The new chipset generates fast data transfer rates because it uses light pulses to move data instead of sending electrons over wires. If the infrastructure is in place to do it, the new technology can enable one to download a typical feature-length high definition film in a single second, according to IBM.
For most consumers, however, this new chipset is only a glimpse of the future. The first use of this technology will most likely show up in business computing solutions well before consumers get a chance to move movies at the speed of light.
Matching Speed
"The achievement here is to pack an incredible amount of aggregate bandwidth into a very small optical transceiver chipset," Marc Taubenblatt, senior manager of IBM's optical communications group at IBM's TJ Watson Research Center, told TechNewsWorld. The chipset is only 3.25 by 5.25 millimeters.
"From an IBM perspective, we're interested in making ever more powerful computer systems, and to do that you've got to connect up the microprocessors in the system with ever-increasing bandwidth," Taubenblatt explained.

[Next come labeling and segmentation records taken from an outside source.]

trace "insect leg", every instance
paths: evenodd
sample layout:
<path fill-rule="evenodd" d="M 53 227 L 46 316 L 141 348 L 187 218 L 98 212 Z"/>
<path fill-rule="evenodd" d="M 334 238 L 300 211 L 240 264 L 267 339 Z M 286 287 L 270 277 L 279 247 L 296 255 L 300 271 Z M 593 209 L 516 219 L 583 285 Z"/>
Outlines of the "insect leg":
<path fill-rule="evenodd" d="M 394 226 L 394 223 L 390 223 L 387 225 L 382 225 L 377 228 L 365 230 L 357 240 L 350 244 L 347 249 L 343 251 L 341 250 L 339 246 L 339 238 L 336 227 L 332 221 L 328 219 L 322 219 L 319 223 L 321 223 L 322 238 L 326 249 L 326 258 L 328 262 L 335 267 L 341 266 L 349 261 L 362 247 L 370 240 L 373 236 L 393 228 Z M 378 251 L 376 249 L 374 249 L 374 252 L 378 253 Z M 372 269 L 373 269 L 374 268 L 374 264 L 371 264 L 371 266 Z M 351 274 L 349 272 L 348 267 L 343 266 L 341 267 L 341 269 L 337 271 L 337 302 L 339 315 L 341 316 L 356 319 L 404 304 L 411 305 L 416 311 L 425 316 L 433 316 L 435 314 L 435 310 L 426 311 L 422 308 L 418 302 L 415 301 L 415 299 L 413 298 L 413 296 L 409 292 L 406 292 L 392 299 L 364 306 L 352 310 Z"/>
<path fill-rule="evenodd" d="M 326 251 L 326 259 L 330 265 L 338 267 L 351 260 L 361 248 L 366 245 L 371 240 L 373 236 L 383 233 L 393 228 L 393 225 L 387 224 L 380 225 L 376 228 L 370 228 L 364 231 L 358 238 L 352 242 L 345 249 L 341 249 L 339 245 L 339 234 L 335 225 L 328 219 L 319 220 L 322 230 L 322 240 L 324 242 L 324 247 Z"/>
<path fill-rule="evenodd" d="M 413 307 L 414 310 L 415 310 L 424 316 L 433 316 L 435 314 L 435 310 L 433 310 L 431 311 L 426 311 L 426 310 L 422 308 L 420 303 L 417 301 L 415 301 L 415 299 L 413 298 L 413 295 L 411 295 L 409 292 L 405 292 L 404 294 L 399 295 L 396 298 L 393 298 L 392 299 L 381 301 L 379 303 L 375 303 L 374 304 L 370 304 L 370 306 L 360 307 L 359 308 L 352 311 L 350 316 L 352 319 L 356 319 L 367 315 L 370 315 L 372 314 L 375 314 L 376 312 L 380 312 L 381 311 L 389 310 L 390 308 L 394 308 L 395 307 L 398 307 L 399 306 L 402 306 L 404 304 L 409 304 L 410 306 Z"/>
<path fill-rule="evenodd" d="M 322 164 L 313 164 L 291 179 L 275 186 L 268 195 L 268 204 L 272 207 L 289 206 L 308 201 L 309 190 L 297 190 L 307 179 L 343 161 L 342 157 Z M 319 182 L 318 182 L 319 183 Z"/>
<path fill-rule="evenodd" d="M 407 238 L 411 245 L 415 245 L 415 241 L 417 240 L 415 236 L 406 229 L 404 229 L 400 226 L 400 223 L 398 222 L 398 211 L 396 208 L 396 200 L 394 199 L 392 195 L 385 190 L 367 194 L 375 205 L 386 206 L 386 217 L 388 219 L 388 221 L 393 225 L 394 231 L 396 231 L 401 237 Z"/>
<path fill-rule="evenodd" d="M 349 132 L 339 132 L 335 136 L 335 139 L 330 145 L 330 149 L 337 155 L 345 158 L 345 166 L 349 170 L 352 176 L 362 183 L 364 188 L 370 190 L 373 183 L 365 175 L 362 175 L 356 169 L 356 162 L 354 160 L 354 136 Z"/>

"As the microprocessors increase in performance, you've got to connect them with bandwidth to match that -- and that starts getting increasingly difficult. What we're looking at is an era where we're going to have to hook up microprocessors almost entirely with optics," he added.
Instead of connecting high-powered computer systems with optical cables, IBM is shooting to connect at the microprocessor level -- essentially on the same card. The new chipset would appear first in IBM's supercomputing solutions, but it will take a few years.
"There's a big industry out there to make electrical printed circuit boards, and we need that industry infrastructure to make optical printed circuit boards," Taubenblatt noted.
Future Fun?
Even though the chipset would support downloading a movie in a single second, there are many hurdles to overcome before anyone will see household use.
"An interconnect such as this wouldn't really have much, if anything, to do with movie download times," Gordon Haff, an analyst for Illuminata, told TechNewsWorld. "Those are limited by the bandwidth of the pipes in the telco or cable company infrastructure -- especially the 'last mile' to home or business. The connections within a server, optical or copper, serial or parallel, really have nothing to do with the speed of these networks."
While IBM doesn't intend to do any consumer-related development, the company says the low-cost, small-size nature of the chipset would allow others to build on it.
"In terms of the technologies that have gone into this optical chipset, the CMOS technology is here, the lasers, the photo diodes, a relatively well-known solder technology -- all of it exists today, and a market could develop that's more integrated with fiber and could enable low-cost transceivers in the future," Taubenblatt added.
Until then, we can only dream about one-second HD movie downloads.